Archive for the ‘data archiving’ tag
In the first article in this series on archiving strategies for online transaction processing (OLTP) database servers, I covered some basics: why to archive, and what to consider when gathering requirements for the archived data itself. This article is more technical. I want to help you understand how to choose which rows are archivable, and how to deal with complex data relationships and dependencies. In that context, I’ll also discuss a few concrete archiving strategies, their strengths and shortcomings, and how they can satisfy your requirements, especially requirements for data consistency, which as you will see is one of the most difficult problems in archiving.
Remember I’m basing these articles on the nibbling principle I explained in my very first article on archiving strategies. The goal is not to move away tables or take gigantic chunks out of tables manually. If you need to archive, you’ll need to do it frequently, perhaps continuously. That means you need to write automated, incremental jobs that nibble small chunks of unwanted data away without impacting the OLTP work you’re trying to optimize.
It’s a different matter if you’re archiving or purging from an OLAP system such as a data warehouse, of course.
What data should you archive?
You can’t archive until you know what you’re going to archive. You need to prioritize your efforts, and then for each type of data, which typically means each table, you need to know whether each row is archivable.
The first thing to do is determine priorities. You might know some data can be archived, but come back to that later. Focus on what needs to go away to make your transactional processes run more quickly. What gets queried the most? Consider tables “heavily queried” if they have extremes of any type of query — many small queries can cause just as much work as frequent long-running ones. Which tables have the most rows, the most data, the largest indexes? Which tables are growing the most quickly? Think also about access patterns; if you have tables that are frequently scanned partially or wholly for aggregates, those too are candidates.
Identify the worst offenders and think about which of them you need to do first. If you know some frequently-queried tables are growing very fast, I would consider prioritizing them, even if they’re not yet too large. I’ve seen tables reach a point where they become too large to query, and thus difficult to archive.
Another thing you might consider is how easy it will be to archive a row, especially if you are running close to capacity. If you can archive the second-most-important table easily, and it will give the server significant performance headroom, you might want to do that first. You can archive the more work-intensive most-important table later, when your server has some capacity to spare.
Is it archivable?
Now that you’ve identified which tables to focus on, you need to determine which rows are candidates for archiving. Rather than query the table, I would focus on identifying rules, which ideally you should be able to express as a
WHERE clause in a query. The simpler the better. Here are some examples.
- Is the row related to something that’s no longer current? For example, is it a product you don’t sell anymore, or related to a client with whom you no longer work?
- Is it scratch data that never got used? For example, an abandoned shopping cart, an order that was invalidated and cancelled, or data that was prepared for upload to a business partner but was rejected by their systems?

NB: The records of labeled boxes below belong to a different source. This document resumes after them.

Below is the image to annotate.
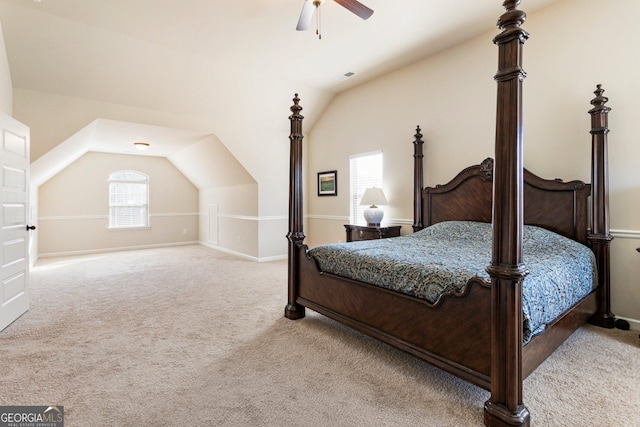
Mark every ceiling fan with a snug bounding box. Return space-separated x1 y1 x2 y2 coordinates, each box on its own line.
296 0 373 38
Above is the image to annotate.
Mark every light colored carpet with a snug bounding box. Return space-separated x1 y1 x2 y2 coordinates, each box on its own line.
0 246 640 427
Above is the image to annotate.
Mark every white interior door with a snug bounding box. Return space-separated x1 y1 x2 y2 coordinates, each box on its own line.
0 113 29 330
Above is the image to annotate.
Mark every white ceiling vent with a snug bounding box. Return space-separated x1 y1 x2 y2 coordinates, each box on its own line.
336 71 356 82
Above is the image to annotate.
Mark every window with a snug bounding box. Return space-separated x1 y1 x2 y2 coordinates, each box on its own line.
349 151 382 225
109 171 149 228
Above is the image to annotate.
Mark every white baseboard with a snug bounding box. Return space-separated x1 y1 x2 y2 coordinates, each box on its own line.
616 316 640 331
198 241 287 262
37 241 198 258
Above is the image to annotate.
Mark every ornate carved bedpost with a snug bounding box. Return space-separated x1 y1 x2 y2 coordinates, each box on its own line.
484 0 530 426
412 126 424 233
589 85 615 328
284 93 305 319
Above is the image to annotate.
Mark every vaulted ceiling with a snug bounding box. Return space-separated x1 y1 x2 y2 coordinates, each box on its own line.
0 0 559 190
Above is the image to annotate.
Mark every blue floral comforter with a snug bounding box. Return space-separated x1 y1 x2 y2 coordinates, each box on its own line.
310 221 598 343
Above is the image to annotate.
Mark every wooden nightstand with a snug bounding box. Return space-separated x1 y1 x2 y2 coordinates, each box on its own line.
344 224 402 242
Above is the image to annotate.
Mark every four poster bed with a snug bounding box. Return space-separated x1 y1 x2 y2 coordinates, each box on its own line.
285 0 615 426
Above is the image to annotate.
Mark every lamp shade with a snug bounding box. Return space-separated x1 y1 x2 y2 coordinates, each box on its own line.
360 187 387 227
360 187 388 206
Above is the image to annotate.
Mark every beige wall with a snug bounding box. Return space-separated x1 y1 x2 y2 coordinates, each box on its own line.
301 0 640 325
0 20 13 116
38 153 199 256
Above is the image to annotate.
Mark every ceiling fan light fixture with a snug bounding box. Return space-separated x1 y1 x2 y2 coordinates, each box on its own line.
133 141 149 151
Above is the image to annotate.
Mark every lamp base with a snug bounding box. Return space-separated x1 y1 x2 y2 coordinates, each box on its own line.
364 205 384 227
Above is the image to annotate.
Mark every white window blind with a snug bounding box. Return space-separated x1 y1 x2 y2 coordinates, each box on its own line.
349 151 382 225
109 171 149 228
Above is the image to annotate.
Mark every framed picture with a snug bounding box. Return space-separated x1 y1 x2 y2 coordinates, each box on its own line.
318 171 338 196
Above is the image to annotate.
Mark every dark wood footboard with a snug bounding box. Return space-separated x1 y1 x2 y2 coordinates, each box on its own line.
296 242 491 390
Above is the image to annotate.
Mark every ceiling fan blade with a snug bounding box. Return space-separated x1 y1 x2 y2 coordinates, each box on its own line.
296 0 316 31
333 0 373 19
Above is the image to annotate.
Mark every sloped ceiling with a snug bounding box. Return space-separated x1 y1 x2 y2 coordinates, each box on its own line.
0 0 558 186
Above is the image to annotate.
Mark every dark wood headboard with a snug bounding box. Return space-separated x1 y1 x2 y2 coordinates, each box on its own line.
421 158 591 245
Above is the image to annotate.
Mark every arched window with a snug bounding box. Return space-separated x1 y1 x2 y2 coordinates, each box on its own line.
109 171 149 228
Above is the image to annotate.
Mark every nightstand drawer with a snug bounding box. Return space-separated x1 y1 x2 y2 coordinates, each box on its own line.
344 224 402 242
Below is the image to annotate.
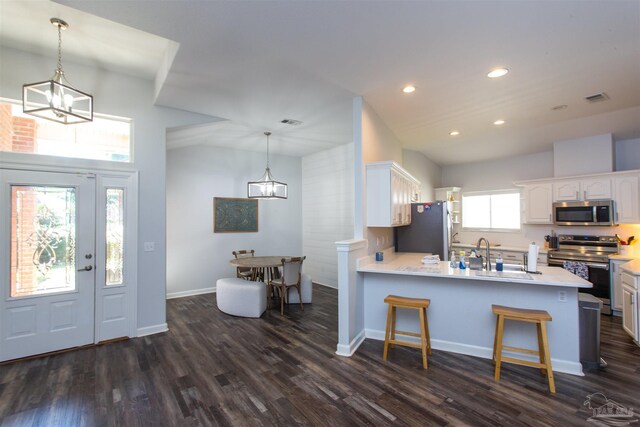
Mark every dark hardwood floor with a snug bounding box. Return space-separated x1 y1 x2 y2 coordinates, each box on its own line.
0 286 640 426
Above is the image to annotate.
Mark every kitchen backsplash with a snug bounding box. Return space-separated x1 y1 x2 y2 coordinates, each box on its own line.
453 224 640 257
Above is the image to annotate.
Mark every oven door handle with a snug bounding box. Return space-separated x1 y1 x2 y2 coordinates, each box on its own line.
548 259 609 270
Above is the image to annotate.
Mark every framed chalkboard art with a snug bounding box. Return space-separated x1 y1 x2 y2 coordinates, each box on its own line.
213 197 258 233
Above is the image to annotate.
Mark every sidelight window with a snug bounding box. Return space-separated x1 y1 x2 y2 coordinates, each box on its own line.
10 185 76 298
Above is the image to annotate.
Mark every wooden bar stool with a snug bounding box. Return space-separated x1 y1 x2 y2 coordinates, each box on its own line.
382 295 431 369
491 305 556 393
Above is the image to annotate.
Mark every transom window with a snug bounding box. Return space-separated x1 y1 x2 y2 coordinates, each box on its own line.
0 100 131 162
462 190 520 231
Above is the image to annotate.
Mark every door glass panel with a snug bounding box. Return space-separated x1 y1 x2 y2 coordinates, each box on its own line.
10 185 76 298
105 188 124 286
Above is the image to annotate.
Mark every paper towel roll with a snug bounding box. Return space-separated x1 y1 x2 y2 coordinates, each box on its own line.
527 242 538 273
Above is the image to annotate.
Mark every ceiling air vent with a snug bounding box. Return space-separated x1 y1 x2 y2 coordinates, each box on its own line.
280 119 302 126
584 92 609 103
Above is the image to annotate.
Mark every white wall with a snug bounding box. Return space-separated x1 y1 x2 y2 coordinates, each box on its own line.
302 144 354 288
166 146 307 297
402 150 442 202
0 47 212 334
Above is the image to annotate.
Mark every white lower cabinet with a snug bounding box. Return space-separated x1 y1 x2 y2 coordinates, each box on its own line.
622 273 640 342
609 259 629 312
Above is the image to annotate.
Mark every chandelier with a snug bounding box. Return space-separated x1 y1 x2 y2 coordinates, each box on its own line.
247 132 287 199
22 18 93 125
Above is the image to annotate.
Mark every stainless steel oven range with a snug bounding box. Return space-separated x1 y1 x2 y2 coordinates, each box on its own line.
547 234 618 314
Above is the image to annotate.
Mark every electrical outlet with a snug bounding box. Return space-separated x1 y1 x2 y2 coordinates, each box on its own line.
558 291 567 302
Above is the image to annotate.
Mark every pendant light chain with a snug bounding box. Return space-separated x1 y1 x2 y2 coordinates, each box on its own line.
56 25 62 71
264 132 271 169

- Is it data that used to record a fact, but has now been “cancelled” and just records “zero?” For example, one system I’ve worked on records advertising traffic. For various reasons it can end up with rows that say “on this day, this advertisement was clicked zero times and caused zero sales.” This happened because of artifacts in the rollup processes. If a row records the same thing as the absence of a row, it can go (actually it should probably be purged, not archived).

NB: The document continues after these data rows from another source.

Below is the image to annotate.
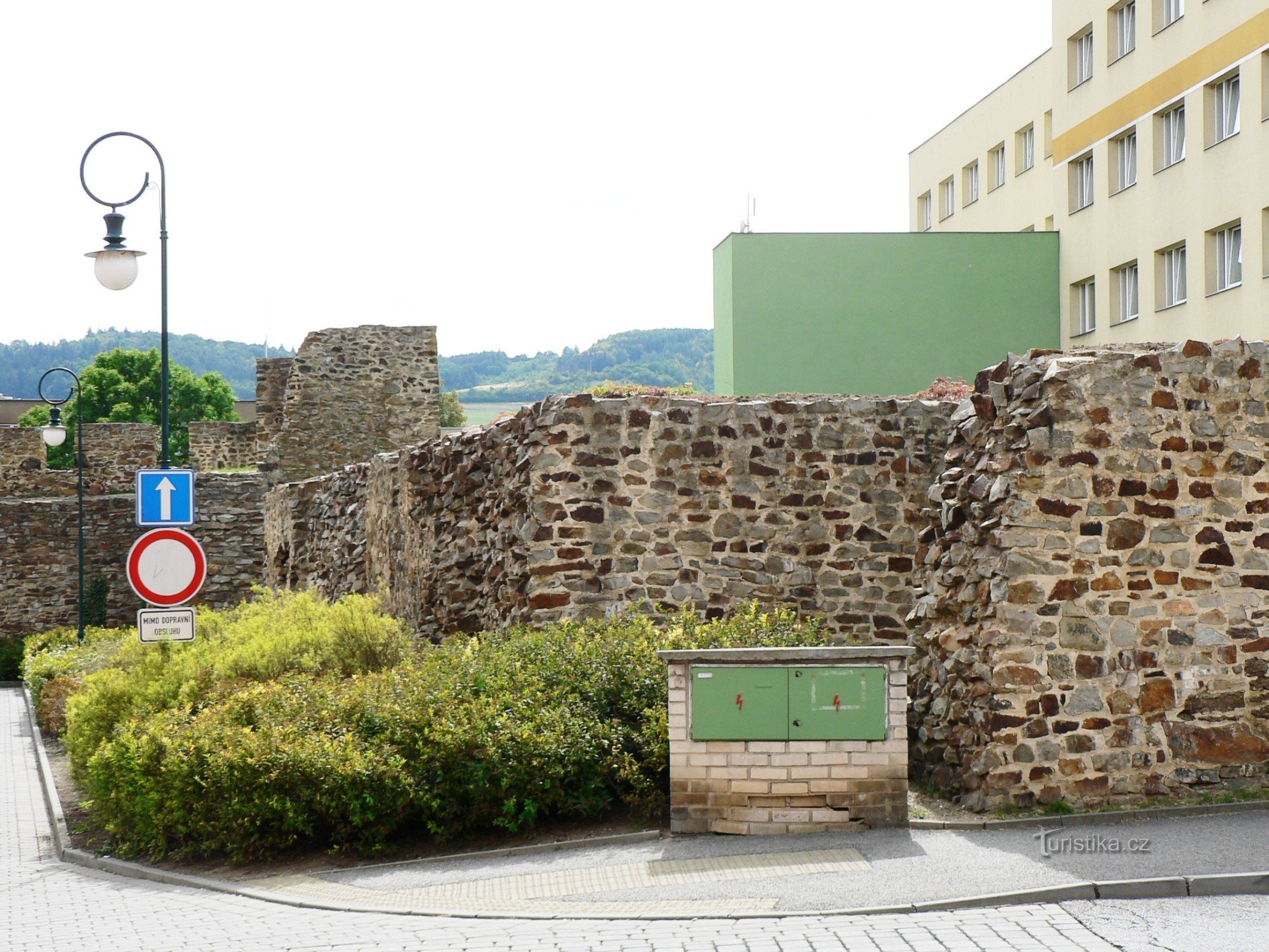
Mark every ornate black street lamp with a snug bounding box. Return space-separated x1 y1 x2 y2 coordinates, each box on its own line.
80 132 171 469
39 367 85 645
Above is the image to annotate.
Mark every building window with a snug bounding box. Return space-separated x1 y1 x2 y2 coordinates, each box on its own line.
1155 241 1185 311
1207 73 1241 146
1207 222 1242 295
961 162 979 204
1260 208 1269 278
1110 261 1141 324
1110 0 1137 62
1014 123 1036 175
1110 127 1137 192
1155 0 1185 33
1071 278 1098 336
987 142 1005 192
1155 103 1185 170
1069 152 1093 213
1067 23 1093 89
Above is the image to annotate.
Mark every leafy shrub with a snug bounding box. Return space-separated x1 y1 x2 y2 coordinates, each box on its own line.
32 593 828 859
21 628 127 708
0 638 21 680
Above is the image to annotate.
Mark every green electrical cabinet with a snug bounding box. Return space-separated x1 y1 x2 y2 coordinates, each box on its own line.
690 668 789 740
689 665 888 740
789 668 887 740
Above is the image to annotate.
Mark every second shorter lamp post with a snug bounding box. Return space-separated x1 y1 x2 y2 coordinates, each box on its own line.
39 367 85 645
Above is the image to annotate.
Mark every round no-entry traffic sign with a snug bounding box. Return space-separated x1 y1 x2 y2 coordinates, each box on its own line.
128 530 207 608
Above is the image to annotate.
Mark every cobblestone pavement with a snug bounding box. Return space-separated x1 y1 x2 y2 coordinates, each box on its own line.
0 689 1117 952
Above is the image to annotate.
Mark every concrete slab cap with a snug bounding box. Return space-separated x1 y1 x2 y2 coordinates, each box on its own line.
1095 876 1189 898
1185 872 1269 896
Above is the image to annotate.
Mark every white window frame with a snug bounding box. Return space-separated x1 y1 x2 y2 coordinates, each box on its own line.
1071 152 1095 215
1114 261 1141 324
1112 126 1137 193
987 142 1009 192
1158 242 1189 311
1110 0 1137 62
1212 222 1242 295
1211 73 1242 146
1071 278 1098 336
1158 103 1185 171
961 161 980 206
1015 123 1036 175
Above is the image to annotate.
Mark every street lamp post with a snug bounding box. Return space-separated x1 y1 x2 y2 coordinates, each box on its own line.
39 367 85 645
80 132 171 469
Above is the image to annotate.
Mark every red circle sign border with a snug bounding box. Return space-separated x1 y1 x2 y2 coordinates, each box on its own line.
128 528 207 608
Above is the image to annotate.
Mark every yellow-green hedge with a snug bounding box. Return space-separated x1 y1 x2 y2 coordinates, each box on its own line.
27 593 826 859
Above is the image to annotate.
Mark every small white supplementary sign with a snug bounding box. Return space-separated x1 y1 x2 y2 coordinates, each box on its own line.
137 608 194 645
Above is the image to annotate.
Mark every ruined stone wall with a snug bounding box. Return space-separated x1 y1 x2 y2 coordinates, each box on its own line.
261 325 440 483
910 340 1269 807
255 356 292 448
189 420 260 472
267 394 952 642
0 422 159 499
0 474 265 637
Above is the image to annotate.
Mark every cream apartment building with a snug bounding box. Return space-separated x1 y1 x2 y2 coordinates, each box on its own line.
908 0 1269 345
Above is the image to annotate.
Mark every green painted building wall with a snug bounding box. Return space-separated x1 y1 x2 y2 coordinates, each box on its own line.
715 232 1061 394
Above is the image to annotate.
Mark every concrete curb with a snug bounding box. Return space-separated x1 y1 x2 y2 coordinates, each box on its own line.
907 800 1269 830
15 688 1269 920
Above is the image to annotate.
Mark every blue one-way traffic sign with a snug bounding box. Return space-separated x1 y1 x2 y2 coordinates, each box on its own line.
137 469 194 525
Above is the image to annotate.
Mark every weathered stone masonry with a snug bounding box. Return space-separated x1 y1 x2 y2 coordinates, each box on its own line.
910 340 1269 807
265 394 952 642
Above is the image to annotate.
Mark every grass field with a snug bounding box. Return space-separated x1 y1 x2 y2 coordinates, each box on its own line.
463 403 524 425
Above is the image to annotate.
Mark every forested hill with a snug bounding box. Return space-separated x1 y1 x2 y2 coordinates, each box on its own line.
0 327 292 400
440 329 713 403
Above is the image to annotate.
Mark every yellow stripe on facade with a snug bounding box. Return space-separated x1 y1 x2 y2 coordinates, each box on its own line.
1053 10 1269 165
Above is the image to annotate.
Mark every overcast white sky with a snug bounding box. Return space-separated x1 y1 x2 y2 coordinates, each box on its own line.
0 0 1049 354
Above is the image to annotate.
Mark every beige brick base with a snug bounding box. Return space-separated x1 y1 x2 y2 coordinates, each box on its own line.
669 647 911 834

- Is it an orphan (its parent record is gone) or a widow (it has no child records)?
- Does it fall into some time window that makes it no longer likely to be accessed?
This last case is probably one of the most complex, but it’s important because data can often be archived by this criteria when it doesn’t meet any other. One example is summary tables to support decisions on OLTP systems (as opposed to a decision support system running from a data warehouse). If you do many calculations on the most recent data — say, the most recent quarter — you can probably archive previous quarters to slower storage.

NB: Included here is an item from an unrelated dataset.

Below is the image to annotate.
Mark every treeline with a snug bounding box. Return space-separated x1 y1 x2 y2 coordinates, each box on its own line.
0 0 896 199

Of course, you might not be able to get a definite answer on whether a row can be archived. Often the true answer is too expensive to get, or is in the outside world, perhaps even in the future. Sometimes the answer is “I think it can go, but if the client asks, it has to be there” or “I think it can go, as long as we don’t get some improbable event.” In these cases you can build your systems to cope with cache misses, as it were, and go ahead and archive the data based on probability. This is why I made the comparison with caching in the first article.
An example of this comes from the advertising system I mentioned. It is designed so an advertisement that doesn’t generate any traffic for some time can be archived, but retrieved if it gets traffic in the future. I’ll write more about un-archiving in the next article.
Finally, you might not need to specify criteria for each type of data by itself. OLTP systems often have parent-child relationships among tables, so in addition to orphan or widow checks, you can decide transitively. If a row is archivable when its parent is older than a certain age, then the row’s children can be archived by looking at their “grandparent” or “uncle.” I will call this a “transitive check” from now on.
How to handle data dependencies
Relationships among data, and ensuring consistency with respect to the relationships, usually make archiving itself complex and difficult. Just as you did with archived storage requirements, you need to gather requirements for the instantaneous state of the system during archiving. There are several strategies for meeting different requirements, depending on your data’s relationships.
Types of relationships, consistency guarantees, and efficiency
I already mentioned parent/child relationships. In general, whenever you have some data in one table that’s used to look up data in another table, you have one of several possibilities:
- There’s an actual database-enforced foreign key between the tables
- Some business logic, whether in queries, stored procedures, constraints or just application code, expects certain data in one table when it sees data in another
- Your systems treat it as a pleasant surprise when they find corresponding data in the two tables
My guess is most of you have a fair amount of data that’s described by cases one and two, and much less that falls into case three. Wouldn’t you know it, case three is the easiest to handle!
There are several levels of consistency you might choose to follow, and you can mix and match them depending on the data. These flow from the three kinds of relationships:
- No orphans. Foreign keys in most systems enforce this rule. If you attempt to move a parent row away, the child will become an orphan, and most foreign keys will raise an error. Your application code might also forbid orphans. In this case you’ll have to archive the children before the parent.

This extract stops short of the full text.